The report, the Commission’s eleventh to the Council, draws on 415 interviews with victims and eyewitnesses in and outside the country, collected between July 2015 and January 2016.
“As their country is reduced to ruins around them, Syrian men, women and children – often the objects of deliberate attack – are fleeing their homes in an uncertain and often perilous search for safe haven,” said Commission Chair Paulo Sérgio Pinheiro.
“We are seeing an overwhelming yet consistent intensification of external military involvement in Syria by all parties, with devastating consequences for civilians and various communities,” he stressed, adding that: “With the intensification of airstrikes, there are few safe places for civilians.”
He also emphasized that “relevant Security Council resolutions remain largely unheeded and unimplemented.”
The report further finds that crimes against humanity continue to be committed by Government forces and by terrorist groups, such as the Islamic State of Iraq and the Levant, or ISIL/Da’esh.
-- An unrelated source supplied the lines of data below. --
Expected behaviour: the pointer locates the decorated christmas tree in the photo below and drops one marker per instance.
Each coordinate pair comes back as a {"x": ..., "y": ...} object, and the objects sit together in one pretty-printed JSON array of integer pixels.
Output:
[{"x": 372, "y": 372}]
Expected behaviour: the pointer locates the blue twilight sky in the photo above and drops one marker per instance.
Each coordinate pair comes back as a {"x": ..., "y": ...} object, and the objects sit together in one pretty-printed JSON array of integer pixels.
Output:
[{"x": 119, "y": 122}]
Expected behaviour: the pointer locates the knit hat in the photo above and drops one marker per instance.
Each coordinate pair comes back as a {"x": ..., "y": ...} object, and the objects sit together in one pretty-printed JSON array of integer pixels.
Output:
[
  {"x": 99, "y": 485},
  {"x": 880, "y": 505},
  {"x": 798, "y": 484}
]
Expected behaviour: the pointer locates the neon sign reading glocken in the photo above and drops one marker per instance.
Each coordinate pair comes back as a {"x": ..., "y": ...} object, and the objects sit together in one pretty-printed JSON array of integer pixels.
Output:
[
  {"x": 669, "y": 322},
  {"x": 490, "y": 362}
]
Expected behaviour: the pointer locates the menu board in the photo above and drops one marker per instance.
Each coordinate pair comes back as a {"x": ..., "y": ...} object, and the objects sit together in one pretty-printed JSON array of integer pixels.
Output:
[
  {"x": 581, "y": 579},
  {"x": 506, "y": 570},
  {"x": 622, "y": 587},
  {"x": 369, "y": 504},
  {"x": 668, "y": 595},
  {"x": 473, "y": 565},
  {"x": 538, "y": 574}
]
The commission of war crimes by belligerents is rampant.
Aerial bombardments by pro-Government forces of areas not controlled by the Government have caused hundreds of civilian casualties, mass displacements, and destruction of vital civilian infrastructure, the report notes.
All warring parties, including pro-Government forces, anti-Government armed groups, and the terrorist groups, such as ISIL/Da’esh and Jabhat al-Nusra, carry out indiscriminate attacks by firing shells onto civilian-inhabited areas under control of the opposition, the report says.
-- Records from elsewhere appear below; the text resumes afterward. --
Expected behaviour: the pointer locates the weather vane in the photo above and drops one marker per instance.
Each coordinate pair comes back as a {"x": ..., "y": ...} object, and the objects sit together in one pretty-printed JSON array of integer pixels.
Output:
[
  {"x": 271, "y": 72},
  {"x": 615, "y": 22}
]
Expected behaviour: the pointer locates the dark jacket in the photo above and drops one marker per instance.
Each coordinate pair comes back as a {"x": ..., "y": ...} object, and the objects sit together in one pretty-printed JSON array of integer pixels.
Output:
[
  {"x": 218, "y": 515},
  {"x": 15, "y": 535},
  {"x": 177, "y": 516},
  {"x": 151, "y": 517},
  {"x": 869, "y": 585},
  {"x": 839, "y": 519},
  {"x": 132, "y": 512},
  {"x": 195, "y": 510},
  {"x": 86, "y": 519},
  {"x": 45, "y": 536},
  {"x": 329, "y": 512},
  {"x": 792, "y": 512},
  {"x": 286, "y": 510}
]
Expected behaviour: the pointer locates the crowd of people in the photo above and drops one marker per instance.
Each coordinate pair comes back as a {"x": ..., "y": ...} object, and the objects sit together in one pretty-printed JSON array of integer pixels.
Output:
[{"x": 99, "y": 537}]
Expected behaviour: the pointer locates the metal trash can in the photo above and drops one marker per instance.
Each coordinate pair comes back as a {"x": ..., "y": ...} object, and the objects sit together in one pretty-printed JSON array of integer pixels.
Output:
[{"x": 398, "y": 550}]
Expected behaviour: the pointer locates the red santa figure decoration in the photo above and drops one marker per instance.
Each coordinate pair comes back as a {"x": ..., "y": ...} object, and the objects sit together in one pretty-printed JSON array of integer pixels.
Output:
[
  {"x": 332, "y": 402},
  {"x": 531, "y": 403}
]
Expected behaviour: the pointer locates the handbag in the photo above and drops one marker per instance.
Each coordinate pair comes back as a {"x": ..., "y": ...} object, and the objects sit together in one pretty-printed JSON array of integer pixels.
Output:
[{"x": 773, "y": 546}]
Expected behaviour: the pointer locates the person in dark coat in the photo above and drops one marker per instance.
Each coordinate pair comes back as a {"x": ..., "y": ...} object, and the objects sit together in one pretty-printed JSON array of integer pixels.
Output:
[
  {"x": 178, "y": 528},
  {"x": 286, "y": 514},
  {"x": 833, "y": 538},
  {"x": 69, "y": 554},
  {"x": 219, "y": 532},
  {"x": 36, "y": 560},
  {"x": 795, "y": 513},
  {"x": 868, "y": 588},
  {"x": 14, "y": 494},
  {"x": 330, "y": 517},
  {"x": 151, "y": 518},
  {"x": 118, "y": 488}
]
“The damage wrought on Syria by this war cannot be measured solely by loss of life and the physical destruction of the country,” said Commissioner Vitit Muntarbhorn. “The war has also devastated the nation of Syria, ripping asunder the ties that bind its communities and cultures together.”
The report also finds that cultural heritage sites, which are important to Syria and the world, are also being destroyed and damaged through deliberate and incidental attacks.
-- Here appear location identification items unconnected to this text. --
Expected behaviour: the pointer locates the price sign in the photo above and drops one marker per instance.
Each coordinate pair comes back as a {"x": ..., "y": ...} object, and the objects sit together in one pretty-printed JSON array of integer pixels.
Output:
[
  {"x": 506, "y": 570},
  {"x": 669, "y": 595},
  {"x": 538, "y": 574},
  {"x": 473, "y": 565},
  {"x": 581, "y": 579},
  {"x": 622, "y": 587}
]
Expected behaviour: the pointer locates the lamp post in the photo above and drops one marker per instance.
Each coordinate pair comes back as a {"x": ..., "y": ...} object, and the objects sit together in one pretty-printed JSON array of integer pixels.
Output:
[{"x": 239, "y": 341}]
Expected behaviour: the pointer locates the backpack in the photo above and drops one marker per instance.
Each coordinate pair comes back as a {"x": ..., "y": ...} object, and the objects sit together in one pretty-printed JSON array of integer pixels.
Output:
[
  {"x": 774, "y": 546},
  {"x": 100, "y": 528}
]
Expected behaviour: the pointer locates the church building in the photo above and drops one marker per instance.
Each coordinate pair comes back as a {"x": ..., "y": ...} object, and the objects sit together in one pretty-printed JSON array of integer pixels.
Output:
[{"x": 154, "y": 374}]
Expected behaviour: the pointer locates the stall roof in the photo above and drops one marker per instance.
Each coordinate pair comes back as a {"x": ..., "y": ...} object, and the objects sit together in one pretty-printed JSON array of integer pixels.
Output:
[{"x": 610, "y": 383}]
The report emphasises the need for concerted and sustained international action to find a political solution to end the violence and to stop the rampancy of war crimes and grave violations of human rights.
“Humanitarian space is shrinking daily, while flagrant violations of human rights and international humanitarian law continue with blatant impunity,” said Commission member Carla Del Ponte. “The call for peace is now more urgent than ever, but momentum must be sustained to ensure an all-inclusive, Syrian-led process.”
Ms. Del Ponte stressed that Security Council resolution 2139 underlined the need to end impunity and reaffirmed the necessity of bringing perpetrators to justice. “Accountability is an essential part of this process,” she said.